Victim calls latest Gmail threat ‘the most sophisticated phishing attack I’ve ever seen’
Cybercriminals are now using AI-driven phone calls that mimic human voices to deceive users into revealing their credentials, News.Az reports, citing Forbes.
Imagine getting a call from a number with a Google caller ID from an American support technician warning you that someone had compromised your Google account, which had now been temporarily blocked.
Imagine that support person then sending an email to your Gmail account to confirm this, as requested by you, and sent from a genuine Google domain.

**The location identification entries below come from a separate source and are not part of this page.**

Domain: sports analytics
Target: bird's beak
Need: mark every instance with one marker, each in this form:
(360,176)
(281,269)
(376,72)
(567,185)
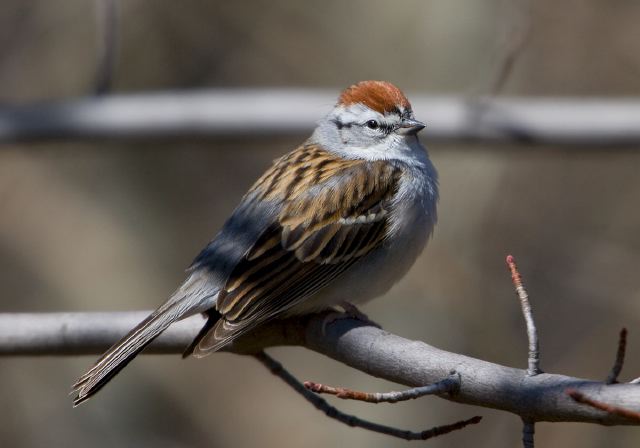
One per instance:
(409,126)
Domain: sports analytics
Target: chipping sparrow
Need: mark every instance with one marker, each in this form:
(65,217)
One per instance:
(341,218)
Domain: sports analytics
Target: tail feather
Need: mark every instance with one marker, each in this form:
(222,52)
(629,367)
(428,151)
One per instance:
(118,356)
(192,298)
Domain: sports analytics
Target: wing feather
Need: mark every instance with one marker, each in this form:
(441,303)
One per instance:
(332,212)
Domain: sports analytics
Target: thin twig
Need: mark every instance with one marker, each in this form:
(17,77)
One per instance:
(611,409)
(532,333)
(516,39)
(107,17)
(277,369)
(617,365)
(528,432)
(450,385)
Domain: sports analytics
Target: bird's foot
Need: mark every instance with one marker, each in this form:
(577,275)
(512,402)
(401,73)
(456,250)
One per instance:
(349,311)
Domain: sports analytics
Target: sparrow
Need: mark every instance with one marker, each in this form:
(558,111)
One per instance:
(335,222)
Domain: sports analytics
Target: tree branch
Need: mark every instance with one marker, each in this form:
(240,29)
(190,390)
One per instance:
(366,348)
(276,368)
(253,112)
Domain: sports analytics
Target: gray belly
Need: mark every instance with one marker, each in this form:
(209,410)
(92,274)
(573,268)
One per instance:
(381,269)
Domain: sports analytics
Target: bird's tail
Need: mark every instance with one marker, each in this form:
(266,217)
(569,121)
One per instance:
(184,303)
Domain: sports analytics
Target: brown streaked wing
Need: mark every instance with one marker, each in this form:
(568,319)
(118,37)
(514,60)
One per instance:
(334,211)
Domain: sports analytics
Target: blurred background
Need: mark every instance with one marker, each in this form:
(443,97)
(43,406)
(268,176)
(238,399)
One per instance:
(111,224)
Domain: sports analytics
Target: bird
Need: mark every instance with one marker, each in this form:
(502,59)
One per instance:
(334,223)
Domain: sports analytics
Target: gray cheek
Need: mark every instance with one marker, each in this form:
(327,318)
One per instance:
(355,137)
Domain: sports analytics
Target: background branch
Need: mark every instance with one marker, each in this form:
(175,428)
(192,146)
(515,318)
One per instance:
(366,348)
(295,111)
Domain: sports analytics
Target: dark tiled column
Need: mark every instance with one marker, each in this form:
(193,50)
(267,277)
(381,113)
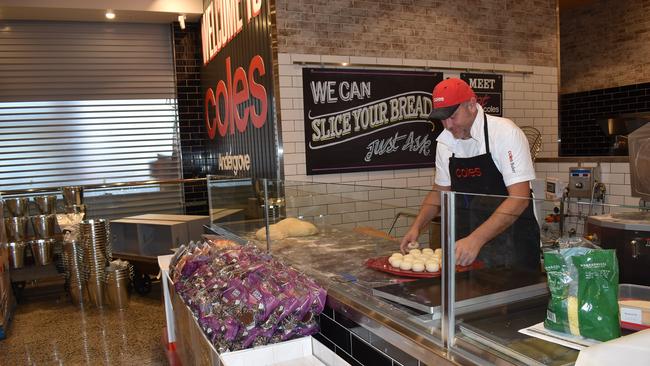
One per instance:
(187,49)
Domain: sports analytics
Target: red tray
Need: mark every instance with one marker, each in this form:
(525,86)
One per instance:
(381,264)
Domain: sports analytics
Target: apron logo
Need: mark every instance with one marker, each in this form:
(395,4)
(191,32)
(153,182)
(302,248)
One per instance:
(468,172)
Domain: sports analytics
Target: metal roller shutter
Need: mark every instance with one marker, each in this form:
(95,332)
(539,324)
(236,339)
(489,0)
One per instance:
(86,103)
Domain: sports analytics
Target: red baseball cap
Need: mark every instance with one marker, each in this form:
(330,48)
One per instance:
(447,96)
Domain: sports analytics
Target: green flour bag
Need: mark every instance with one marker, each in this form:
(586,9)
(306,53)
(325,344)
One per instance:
(584,292)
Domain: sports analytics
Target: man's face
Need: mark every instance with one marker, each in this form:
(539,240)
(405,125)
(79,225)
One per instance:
(460,123)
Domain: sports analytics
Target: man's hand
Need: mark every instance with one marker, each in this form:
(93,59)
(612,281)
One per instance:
(411,235)
(467,250)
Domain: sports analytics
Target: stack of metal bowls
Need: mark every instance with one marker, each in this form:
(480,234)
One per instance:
(44,224)
(118,276)
(73,199)
(97,255)
(75,274)
(16,230)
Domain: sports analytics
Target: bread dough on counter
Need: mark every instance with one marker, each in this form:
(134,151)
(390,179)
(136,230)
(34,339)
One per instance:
(289,227)
(296,227)
(277,233)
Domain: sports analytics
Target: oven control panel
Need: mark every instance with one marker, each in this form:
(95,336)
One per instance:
(582,180)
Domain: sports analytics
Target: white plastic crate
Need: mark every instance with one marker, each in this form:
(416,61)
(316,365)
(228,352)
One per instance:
(306,351)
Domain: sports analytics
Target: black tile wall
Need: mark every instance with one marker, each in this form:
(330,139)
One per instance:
(579,131)
(187,52)
(357,345)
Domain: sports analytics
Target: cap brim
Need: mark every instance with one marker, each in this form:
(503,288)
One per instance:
(443,113)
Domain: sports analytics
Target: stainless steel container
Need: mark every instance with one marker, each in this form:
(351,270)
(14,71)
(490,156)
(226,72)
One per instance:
(75,272)
(17,206)
(44,226)
(78,294)
(95,285)
(75,209)
(16,254)
(16,229)
(72,195)
(45,205)
(42,251)
(117,288)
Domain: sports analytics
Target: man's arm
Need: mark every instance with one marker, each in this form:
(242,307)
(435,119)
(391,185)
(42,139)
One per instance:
(430,208)
(467,248)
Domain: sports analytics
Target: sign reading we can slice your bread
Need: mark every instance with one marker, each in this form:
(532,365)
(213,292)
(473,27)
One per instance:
(363,120)
(488,89)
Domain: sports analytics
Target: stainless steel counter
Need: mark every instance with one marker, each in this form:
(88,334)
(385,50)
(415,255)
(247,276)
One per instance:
(335,258)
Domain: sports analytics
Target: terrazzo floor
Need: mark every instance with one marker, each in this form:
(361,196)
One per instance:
(52,331)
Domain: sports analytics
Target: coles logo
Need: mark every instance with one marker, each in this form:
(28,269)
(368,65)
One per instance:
(240,87)
(468,172)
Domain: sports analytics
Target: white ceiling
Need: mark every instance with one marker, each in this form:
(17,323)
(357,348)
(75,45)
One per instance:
(132,11)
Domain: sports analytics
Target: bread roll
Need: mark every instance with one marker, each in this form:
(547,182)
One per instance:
(296,227)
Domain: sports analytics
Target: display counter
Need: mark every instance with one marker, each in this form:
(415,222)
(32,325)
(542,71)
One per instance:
(469,317)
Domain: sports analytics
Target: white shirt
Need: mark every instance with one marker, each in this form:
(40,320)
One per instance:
(508,147)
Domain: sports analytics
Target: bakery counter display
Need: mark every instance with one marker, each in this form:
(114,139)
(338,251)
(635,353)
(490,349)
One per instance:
(243,297)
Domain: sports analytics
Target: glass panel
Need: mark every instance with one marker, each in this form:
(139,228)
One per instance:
(506,289)
(359,228)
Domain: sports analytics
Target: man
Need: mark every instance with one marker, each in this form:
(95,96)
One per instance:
(486,155)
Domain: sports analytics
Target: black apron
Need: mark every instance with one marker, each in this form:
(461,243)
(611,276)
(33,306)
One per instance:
(518,245)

Imagine querying the phone number and asking if you could call them back on it to be sure it was genuine.
They agreed after explaining it was listed on google.com and said there might be a wait while on hold. You checked and it was listed, so you didn’t make that call.
Imagine being sent a code from Google to be able to reset your account and take back control and almost clicking on it.
Luckily, by this stage Zach Latta, founder of Hack Club and the person who nearly fell victim, had sussed it was an AI-driven attack, albeit a very clever one indeed.
If this sounds familiar, that’s because it is: I first warned about such AI-powered attacks against Gmail users on Oct. 11 in a story that went viral.
The methodology is almost exactly the same, but the warning to all 2.5 billion users of Gmail remains the same: be aware of the threat and don’t let your guard down for even a minute.
“Cybercriminals are constantly developing new tactics, techniques, and procedures to exploit vulnerabilities and bypass security controls, and companies must be able to quickly adapt and respond to these threats,” Spencer Starkey, a vice-president at SonicWall, said.,
“This requires a proactive and flexible approach to cybersecurity, which includes regular security assessments, threat intelligence, vulnerability management, and incident response planning.”
All the usual phishing mitigation advice goes out the window — well, a lot of it, at least — when talking about these super-sophisticated AI attacks.
“She sounded like a real engineer, the connection was super clear, and she had an American accent,” Latta said.
This reflects the description in my story back in October when the attacker was described as being “super realistic,” although then there was a pre-attack phase where notifications of compromise were sent seven days earlier to prime the target for the call.
The original target is a security consultant, which likely saved them from falling prey to the AI attack, and the latest would-be victim is the founder of a hacking club. You may not have quite the same levels of technical experience as these two, who both very nearly succumbed, so how can you stay safe?
“We’ve suspended the account behind this scam,” a Google spokesperson said, “we have not seen evidence that this is a wide-scale tactic, but we are hardening our defenses against abusers leveraging g.co references at sign-up to further protect users.”